Calculate the power of a number quickly (MPFR library) - c

I am using the GMP and MPFR libraries to work with large numbers and I need to calculate the power of a number quickly. The result of the potentiation will always be an integer, but the potency may or may not be a floating number. the GMP library calculates powers very quickly but does not accept floating powers (Using the mpz_pow_ui function), the MPFR library accepts floating powers but is extremely slow as it requires high precision to calculate integers correctly (using the function mpfr_pow).
Is there any solution for this? How can GMP accept floating powers, or MPFR calculate whole numbers quickly (and correctly)?
//Ex:
mpz_pow_ui(mpz_power, base, 4790) //Fast
// power = 4790.60
mpfr_pow(mpfr_power, base, power, MPFR_RNDN) //Slow

The mpz_pow_ui function is fast since the computation can be done with multiplications.
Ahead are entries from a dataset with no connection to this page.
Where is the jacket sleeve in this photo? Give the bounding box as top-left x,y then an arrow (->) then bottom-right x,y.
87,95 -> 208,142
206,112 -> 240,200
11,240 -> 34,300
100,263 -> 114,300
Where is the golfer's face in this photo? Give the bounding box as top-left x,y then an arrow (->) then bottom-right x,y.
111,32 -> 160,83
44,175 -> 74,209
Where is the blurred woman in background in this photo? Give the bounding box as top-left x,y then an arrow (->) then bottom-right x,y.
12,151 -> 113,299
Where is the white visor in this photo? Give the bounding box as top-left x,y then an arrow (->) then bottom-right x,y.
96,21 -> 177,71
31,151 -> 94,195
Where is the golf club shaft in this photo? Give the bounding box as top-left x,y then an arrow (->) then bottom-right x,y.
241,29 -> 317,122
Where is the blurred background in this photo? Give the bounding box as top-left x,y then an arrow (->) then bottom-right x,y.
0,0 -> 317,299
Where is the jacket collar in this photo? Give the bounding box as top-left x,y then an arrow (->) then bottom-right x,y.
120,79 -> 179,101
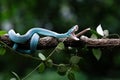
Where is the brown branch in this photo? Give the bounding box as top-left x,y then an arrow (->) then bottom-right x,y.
0,35 -> 120,49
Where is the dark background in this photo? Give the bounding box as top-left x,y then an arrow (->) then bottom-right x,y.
0,0 -> 120,80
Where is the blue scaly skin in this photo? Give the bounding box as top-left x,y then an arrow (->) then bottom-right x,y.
8,25 -> 79,53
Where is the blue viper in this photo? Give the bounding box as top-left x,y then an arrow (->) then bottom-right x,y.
8,25 -> 79,53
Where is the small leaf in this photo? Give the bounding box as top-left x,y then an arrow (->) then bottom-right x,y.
56,42 -> 65,50
103,30 -> 109,36
38,53 -> 46,61
0,47 -> 6,55
38,62 -> 45,73
92,49 -> 102,60
67,71 -> 75,80
12,72 -> 20,80
0,31 -> 7,36
70,56 -> 80,64
45,59 -> 53,67
90,34 -> 98,39
57,64 -> 67,76
96,24 -> 104,36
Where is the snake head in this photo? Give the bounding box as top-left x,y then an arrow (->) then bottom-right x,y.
67,25 -> 79,40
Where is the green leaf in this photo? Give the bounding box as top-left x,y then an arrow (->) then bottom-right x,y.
90,34 -> 98,39
57,64 -> 67,76
0,31 -> 7,36
56,42 -> 65,50
70,56 -> 80,64
67,71 -> 75,80
38,53 -> 46,61
92,48 -> 102,60
38,62 -> 45,73
0,47 -> 6,55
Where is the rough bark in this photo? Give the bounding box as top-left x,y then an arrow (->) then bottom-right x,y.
0,35 -> 120,50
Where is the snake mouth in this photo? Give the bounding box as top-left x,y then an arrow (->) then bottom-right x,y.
70,25 -> 79,40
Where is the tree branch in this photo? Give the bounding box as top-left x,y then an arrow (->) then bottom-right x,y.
0,35 -> 120,50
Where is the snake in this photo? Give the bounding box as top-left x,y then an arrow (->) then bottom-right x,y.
8,25 -> 79,53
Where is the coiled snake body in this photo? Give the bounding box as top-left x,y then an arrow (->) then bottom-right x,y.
8,25 -> 79,53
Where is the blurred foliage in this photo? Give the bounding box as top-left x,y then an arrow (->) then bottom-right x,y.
0,0 -> 120,80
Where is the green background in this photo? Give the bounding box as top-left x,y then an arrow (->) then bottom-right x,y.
0,0 -> 120,80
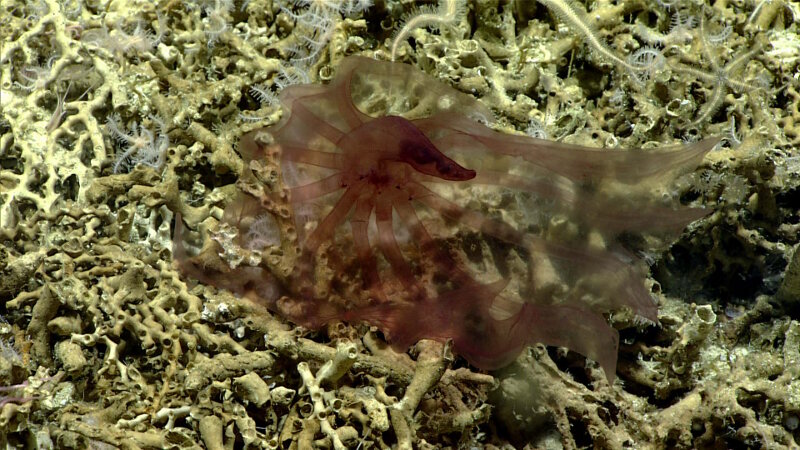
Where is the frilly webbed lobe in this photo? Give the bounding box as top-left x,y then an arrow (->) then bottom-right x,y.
176,57 -> 716,379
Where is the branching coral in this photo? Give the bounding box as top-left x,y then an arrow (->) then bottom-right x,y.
176,54 -> 716,378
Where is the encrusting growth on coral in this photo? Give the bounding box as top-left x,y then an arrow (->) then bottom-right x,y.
175,57 -> 717,379
391,0 -> 467,61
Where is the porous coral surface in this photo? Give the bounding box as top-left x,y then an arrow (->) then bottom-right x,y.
0,0 -> 800,449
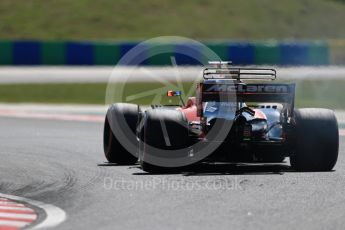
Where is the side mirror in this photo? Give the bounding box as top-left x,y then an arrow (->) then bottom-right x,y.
167,90 -> 185,106
167,90 -> 182,97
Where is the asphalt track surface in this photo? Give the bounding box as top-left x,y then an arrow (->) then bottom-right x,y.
0,117 -> 345,230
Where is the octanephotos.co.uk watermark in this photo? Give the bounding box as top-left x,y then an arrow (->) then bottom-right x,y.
103,177 -> 243,191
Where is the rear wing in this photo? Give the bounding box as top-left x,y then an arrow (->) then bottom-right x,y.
203,62 -> 277,81
197,81 -> 295,116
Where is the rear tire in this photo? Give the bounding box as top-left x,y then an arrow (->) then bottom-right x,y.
140,109 -> 188,173
290,109 -> 339,171
103,103 -> 140,165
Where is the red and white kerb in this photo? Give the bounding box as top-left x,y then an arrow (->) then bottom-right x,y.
0,197 -> 37,230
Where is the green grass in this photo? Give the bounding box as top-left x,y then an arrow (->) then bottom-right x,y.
0,0 -> 345,40
0,80 -> 345,109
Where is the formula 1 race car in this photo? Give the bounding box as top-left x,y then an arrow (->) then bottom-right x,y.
104,62 -> 339,173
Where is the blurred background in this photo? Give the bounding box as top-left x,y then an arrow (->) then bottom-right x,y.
0,0 -> 345,109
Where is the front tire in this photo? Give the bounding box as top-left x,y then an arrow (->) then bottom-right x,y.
290,108 -> 339,171
103,103 -> 140,165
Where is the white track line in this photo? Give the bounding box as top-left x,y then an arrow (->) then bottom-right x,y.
0,206 -> 31,212
0,193 -> 66,229
0,220 -> 28,229
0,211 -> 37,220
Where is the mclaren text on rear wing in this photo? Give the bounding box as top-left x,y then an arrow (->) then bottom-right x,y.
197,82 -> 295,116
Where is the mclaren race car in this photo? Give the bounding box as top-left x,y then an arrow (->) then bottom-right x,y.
104,62 -> 339,173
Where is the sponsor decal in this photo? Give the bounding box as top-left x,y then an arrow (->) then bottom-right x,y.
204,84 -> 289,93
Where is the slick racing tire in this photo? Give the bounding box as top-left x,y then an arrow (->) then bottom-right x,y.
103,103 -> 140,165
290,109 -> 339,171
140,109 -> 188,173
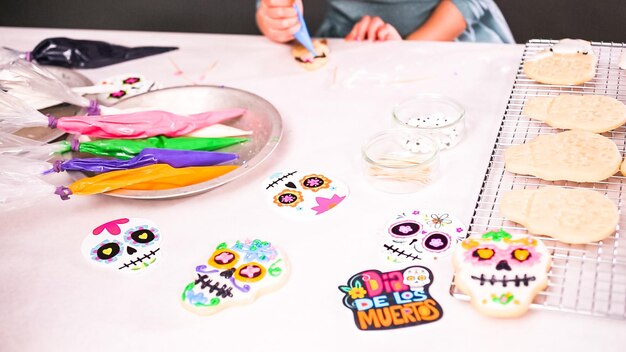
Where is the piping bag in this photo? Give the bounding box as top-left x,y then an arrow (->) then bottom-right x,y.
44,148 -> 239,174
293,3 -> 317,57
0,157 -> 238,211
25,37 -> 178,68
0,90 -> 246,139
0,132 -> 249,161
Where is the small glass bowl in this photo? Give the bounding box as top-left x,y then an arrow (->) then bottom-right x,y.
393,94 -> 465,150
362,129 -> 439,193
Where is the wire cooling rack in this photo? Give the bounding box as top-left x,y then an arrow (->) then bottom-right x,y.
450,40 -> 626,319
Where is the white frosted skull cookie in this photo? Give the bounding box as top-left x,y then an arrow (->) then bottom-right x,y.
382,209 -> 467,263
181,239 -> 289,315
82,218 -> 163,273
453,230 -> 552,318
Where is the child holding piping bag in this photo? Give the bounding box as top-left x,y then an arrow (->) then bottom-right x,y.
256,0 -> 514,43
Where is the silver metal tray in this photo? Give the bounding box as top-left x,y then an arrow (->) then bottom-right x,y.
72,86 -> 283,199
15,66 -> 93,142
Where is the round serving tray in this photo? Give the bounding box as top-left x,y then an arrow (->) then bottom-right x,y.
72,86 -> 283,199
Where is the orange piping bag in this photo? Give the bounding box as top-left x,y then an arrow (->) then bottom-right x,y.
62,164 -> 238,198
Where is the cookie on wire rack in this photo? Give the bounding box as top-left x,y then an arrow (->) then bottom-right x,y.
504,130 -> 622,182
500,186 -> 619,244
523,94 -> 626,133
524,39 -> 598,85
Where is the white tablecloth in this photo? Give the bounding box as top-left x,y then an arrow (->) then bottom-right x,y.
0,27 -> 626,352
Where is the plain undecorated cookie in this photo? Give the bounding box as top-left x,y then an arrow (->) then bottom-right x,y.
504,130 -> 622,182
500,186 -> 619,244
291,39 -> 330,71
523,94 -> 626,133
524,50 -> 597,85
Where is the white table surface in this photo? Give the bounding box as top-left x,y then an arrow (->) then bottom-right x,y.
0,27 -> 626,352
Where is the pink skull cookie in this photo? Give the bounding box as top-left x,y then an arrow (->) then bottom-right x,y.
454,230 -> 551,317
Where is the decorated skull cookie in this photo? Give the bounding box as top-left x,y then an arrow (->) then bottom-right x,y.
454,230 -> 551,317
82,218 -> 163,272
381,210 -> 467,263
182,239 -> 289,315
264,171 -> 350,218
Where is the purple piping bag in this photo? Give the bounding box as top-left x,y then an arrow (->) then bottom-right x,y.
293,4 -> 317,57
45,148 -> 239,173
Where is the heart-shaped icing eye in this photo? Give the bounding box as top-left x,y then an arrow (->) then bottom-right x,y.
472,248 -> 496,260
511,248 -> 530,262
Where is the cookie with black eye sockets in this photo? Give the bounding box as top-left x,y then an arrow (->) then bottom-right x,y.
453,230 -> 552,318
291,39 -> 330,71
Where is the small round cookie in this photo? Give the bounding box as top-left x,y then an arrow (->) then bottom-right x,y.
500,186 -> 619,244
524,39 -> 597,85
453,230 -> 552,318
504,130 -> 622,182
523,94 -> 626,133
291,39 -> 330,71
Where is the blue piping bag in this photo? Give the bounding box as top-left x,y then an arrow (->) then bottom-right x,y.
293,3 -> 317,57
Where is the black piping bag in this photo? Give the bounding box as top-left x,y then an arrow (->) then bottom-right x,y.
26,37 -> 178,68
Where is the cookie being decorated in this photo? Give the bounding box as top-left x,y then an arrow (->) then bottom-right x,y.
453,230 -> 552,318
524,39 -> 598,85
181,239 -> 290,315
291,39 -> 330,71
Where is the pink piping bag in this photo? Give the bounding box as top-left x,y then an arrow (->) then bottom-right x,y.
48,108 -> 246,139
0,90 -> 246,139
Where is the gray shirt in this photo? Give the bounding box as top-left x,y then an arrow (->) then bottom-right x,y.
314,0 -> 515,43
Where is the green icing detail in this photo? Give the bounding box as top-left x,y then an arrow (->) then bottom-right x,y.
482,229 -> 512,242
267,259 -> 283,276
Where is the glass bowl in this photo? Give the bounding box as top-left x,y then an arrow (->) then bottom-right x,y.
393,94 -> 465,150
362,129 -> 439,193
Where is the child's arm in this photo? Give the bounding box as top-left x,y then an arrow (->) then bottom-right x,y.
406,0 -> 467,41
256,0 -> 302,43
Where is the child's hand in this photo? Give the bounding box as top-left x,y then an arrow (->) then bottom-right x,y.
256,0 -> 302,43
346,16 -> 402,42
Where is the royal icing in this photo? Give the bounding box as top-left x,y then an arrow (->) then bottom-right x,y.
181,239 -> 289,315
82,218 -> 163,273
454,230 -> 551,317
382,209 -> 467,263
263,171 -> 350,218
339,266 -> 443,330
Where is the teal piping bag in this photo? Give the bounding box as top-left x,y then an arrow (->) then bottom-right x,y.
293,3 -> 317,57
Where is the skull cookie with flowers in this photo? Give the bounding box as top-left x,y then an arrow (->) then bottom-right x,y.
454,230 -> 551,317
182,239 -> 289,315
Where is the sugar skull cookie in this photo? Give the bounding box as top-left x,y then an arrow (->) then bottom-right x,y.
453,230 -> 551,317
82,218 -> 163,273
381,209 -> 467,263
181,239 -> 289,315
263,171 -> 350,218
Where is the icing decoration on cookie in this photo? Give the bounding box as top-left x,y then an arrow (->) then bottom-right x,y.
82,218 -> 163,273
382,210 -> 467,264
181,239 -> 290,315
264,171 -> 350,218
550,39 -> 591,55
339,266 -> 443,330
98,74 -> 155,103
454,230 -> 551,317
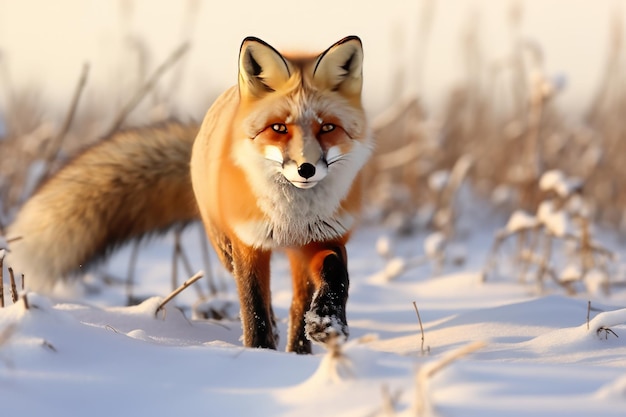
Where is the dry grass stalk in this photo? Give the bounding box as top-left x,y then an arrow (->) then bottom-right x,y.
8,267 -> 18,304
415,341 -> 486,417
413,301 -> 430,355
43,64 -> 89,171
154,271 -> 204,316
104,42 -> 189,137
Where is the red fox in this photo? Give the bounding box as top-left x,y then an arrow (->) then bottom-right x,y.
8,36 -> 372,353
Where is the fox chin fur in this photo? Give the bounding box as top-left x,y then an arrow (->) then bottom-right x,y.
9,36 -> 372,353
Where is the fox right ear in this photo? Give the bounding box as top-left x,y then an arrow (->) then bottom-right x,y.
239,37 -> 291,98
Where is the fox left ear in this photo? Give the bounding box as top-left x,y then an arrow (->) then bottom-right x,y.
313,36 -> 363,96
239,37 -> 291,97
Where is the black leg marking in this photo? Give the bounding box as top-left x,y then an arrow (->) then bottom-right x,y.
304,252 -> 349,347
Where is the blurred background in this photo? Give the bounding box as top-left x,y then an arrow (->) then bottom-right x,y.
0,0 -> 624,117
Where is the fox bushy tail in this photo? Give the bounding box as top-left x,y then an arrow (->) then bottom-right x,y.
6,122 -> 199,292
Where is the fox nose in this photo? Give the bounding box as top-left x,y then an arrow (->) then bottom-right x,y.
298,162 -> 315,180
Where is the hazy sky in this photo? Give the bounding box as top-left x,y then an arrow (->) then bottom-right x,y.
0,0 -> 626,117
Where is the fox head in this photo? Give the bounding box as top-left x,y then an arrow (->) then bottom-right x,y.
234,36 -> 369,189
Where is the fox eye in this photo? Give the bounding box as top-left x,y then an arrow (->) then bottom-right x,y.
321,123 -> 335,133
271,123 -> 287,133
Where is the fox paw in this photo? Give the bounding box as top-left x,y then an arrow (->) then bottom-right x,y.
304,295 -> 349,348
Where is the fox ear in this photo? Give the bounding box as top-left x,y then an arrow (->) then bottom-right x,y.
239,37 -> 291,97
313,36 -> 363,96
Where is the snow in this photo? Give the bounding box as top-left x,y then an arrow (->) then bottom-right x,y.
0,216 -> 626,417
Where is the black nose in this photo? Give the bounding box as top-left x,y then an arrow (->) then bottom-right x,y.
298,162 -> 315,180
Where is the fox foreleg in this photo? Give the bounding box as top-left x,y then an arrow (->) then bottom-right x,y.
287,243 -> 349,353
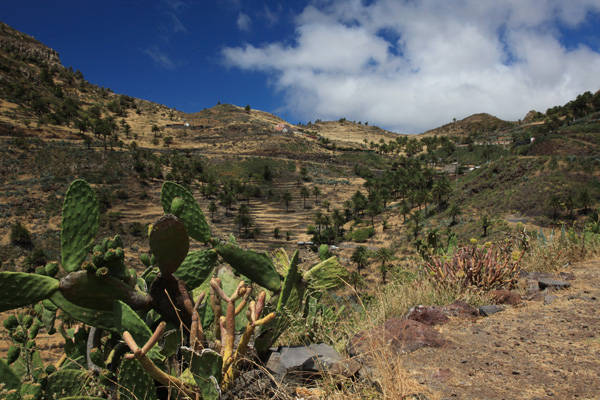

Note that mpfr_pow_ui with MPFR_RNDN should be faster if you don't need the exact integer result (which will be huge if the exponent is large), as the multiplications can be done with a smaller precision and rounded.
Unless the exponent is a not-too-large integer, mpfr_pow will be slower because it needs to compute a logarithm and an exponential, which are more complex than multiplications. I don't think that you can avoid it, even if you know that the result will be an integer. But if you know that the result will be an integer, you can compute it with an error less than 1/2. Thus, with an error analysis, you may be able to reduce the precision of the input and output variables, so that mpfr_pow will be faster.
Note: You are saying
the MPFR library accepts floating powers but is extremely slow as it requires high precision to calculate integers correctly (using the function mpfr_pow)
This is not true. MPFR will carefully chose the intermediate precisions to provide an answer with the required accuracy (though it may sometimes do wrong choices).
However, if the exact result is very close to a "machine number", there may be an issue due to the fact that MPFR needs to return the sign of the error (faithful rounding MPFR_RNDF instead of MPFR_RNDN could help, but it is not optimized yet for mpfr_pow): the Table Maker's Dilemma will occur, requiring internal computations in a higher precision. But if you have carefully chosen the precisions of the inputs, this is unlikely to occur in your case; indeed, reducing the precisions of the input will tend to add some error to the exact result, and this will move the exact result away from the expected integer (by exact result, I mean the exact result with the approximate inputs). You can also use some tricks. For instance, if you know that your integer is not a perfect square, then instead of computing xy, you can compute xy/2 (which does not correspond to a machine number, thus should not have an issue due to the Table Maker's Dilemma), then square the result.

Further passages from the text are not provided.